George Américo e a tradição da luta por moradia em Feira de Santana

Nos anos 80 a cidade de Feira de Santana foi sacudida por uma onda de  ocupações urbanas por parte do Movimento dos Sem Teto de Feira de Santana, e uma figura se destacava no meio de tantas pessoas que arriscavam suas vidas para conseguir um terreno e um teto, era George Américo. Assassinado em maio de 1988, com 27 anos, George Américo participou de cerca de 20 ocupações urbanas na cidade, sendo a principal delas e a maior já realizada em Feira de Santana, a ocupação do antigo Campo de Aviação que deu origem ao bairro que hoje leva seu nome. George Américo foi sem dúvida uma figura contraditória, apelidado pela mídia local de “rei das invasões”, as condições do assassinato dessa figura, que ainda ronda como um fantasma a consciência popular e também causa medo aos poderosos, nunca foram explicadas.

Acusado de bandido ou escondido pela historiografia oficial o espírito de George Américo segue mais vivo do que nunca. O descaso dos vários governos com o povo das periferias, a falta de uma política de habitação popular, são os motivos para que, após mais de 20 anos do assassinato de George Américo, ocorra uma nova onda de ocupações urbanas em Feira de Santana.

As ocupações hoje

Existe hoje em Feira de Santana quase uma dezena de ocupações urbanas em diversos bairros da periferia da cidade: Feira X, Aviário, Papagaio, Feira IV e Feira IX são alguns desses bairros. Cada uma dessas ocupações possui uma dinâmica própria e quase nenhuma articulação entre si, algumas delas são espontâneas e não possuem um nível de organização política interna ou são controladas pela politicagem eleitoreira e por oportunistas de todo tipo, outras possuem um bom nível de organização interna e vem colocando em pauta na cidade a questão do direito à moradia.

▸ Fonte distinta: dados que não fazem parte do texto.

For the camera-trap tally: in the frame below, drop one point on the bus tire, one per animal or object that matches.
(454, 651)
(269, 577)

Em uma cidade onde o déficit habitacional passa perto de 20 mil famílias sem casa para morar ou vivendo em condições de risco, esta nova movimentação para a conquista de moradia e de dignidade por parte do povo pobre era algo até mesmo previsível. E o potencial político e a capacidade de luta desse “novo sujeito” (os Sem Teto) é algo que deve a cada dia crescer, conforme o grau de organização e combatividade deste setor for aumentando. E enquanto o governo municipal continua sua política de descaso, os governos estadual e federal anunciam cinicamente a liberação de pouco mais de 80.000 casas para a Bahia (em um estado que possui algo próximo de 2 milhões de famílias sem-teto ou morando em condições inadequadas) pelo “Programa Minha Casa, Minha Vida”, programa no qual o governo federal lava as mãos sobre uma política habitacional jogando toda a responsabilidade para as construtoras. Ou seja, são os grileiros do tipo de Oyama Figueredo e cia. que vão gerir na prática o “Programa 1 milhão de Casas” do governo Lula.

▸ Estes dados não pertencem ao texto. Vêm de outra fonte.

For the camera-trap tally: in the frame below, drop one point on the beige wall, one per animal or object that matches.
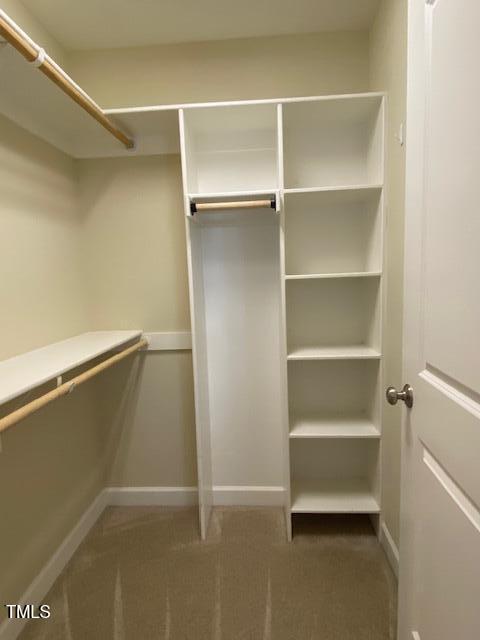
(26, 21)
(226, 70)
(134, 226)
(133, 238)
(388, 41)
(49, 464)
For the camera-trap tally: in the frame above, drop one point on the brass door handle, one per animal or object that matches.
(406, 395)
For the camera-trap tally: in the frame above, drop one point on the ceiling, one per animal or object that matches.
(104, 24)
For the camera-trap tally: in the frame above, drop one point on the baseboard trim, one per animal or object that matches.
(41, 585)
(151, 496)
(390, 548)
(241, 496)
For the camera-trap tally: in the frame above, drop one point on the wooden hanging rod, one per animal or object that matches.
(232, 204)
(14, 417)
(12, 33)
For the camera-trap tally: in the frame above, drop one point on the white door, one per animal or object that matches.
(440, 535)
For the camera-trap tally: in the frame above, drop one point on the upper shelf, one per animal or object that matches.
(32, 101)
(29, 370)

Um terreno ou um prédio ocupado para fins de moradia é ao mesmo tempo um espaço complexo de convivência, por contas das tensões, e um espaço privilegiado para avançar na perspectiva de construção do poder popular e de formas libertárias de vivência. Espaços e tarefas coletivas como cozinhas comunitárias, cooperativas de trabalho, atividades de educação e formação, segurança e auto-defesa, servem para inverter a lógica da competição e do individualismo da sociedade burguesa. Uma ocupação urbana organizada a partir da lógica de independência de classe e protagonismo do povo em luta, em nossa perspectiva, deve avançar até que se torne uma área liberada do poder e da justiça burguesa, assim como dos valores da sociedade capitalista, deve ser um embrião de poder popular.

Hoje, são muitas as tarefas para avançar nessa perspectiva dentro das ocupações urbanas em Feira de Santana. Uma articulação das ocupações e uma relação de troca de experiência entre elas deve ser um primeiro passo, assim como, aprofundar as tarefas coletivas e ampliar as atividades para todo o bairro, criando uma relação firme de solidariedade entre a ocupação e o bairro. Além disso, uma jornada de luta de rua para arrancar dos governos a construção das casas e a intensificação das campanhas de solidariedade e apoio às ocupações são outras tarefas, são pequenos passos de um longo caminho, que com humildade e paciência os militantes anarquistas devem ir trilhando.

Por Vermelho e Negro, publicado no jornal Socialismo Libertário nº 21, de abril/maio de 2009.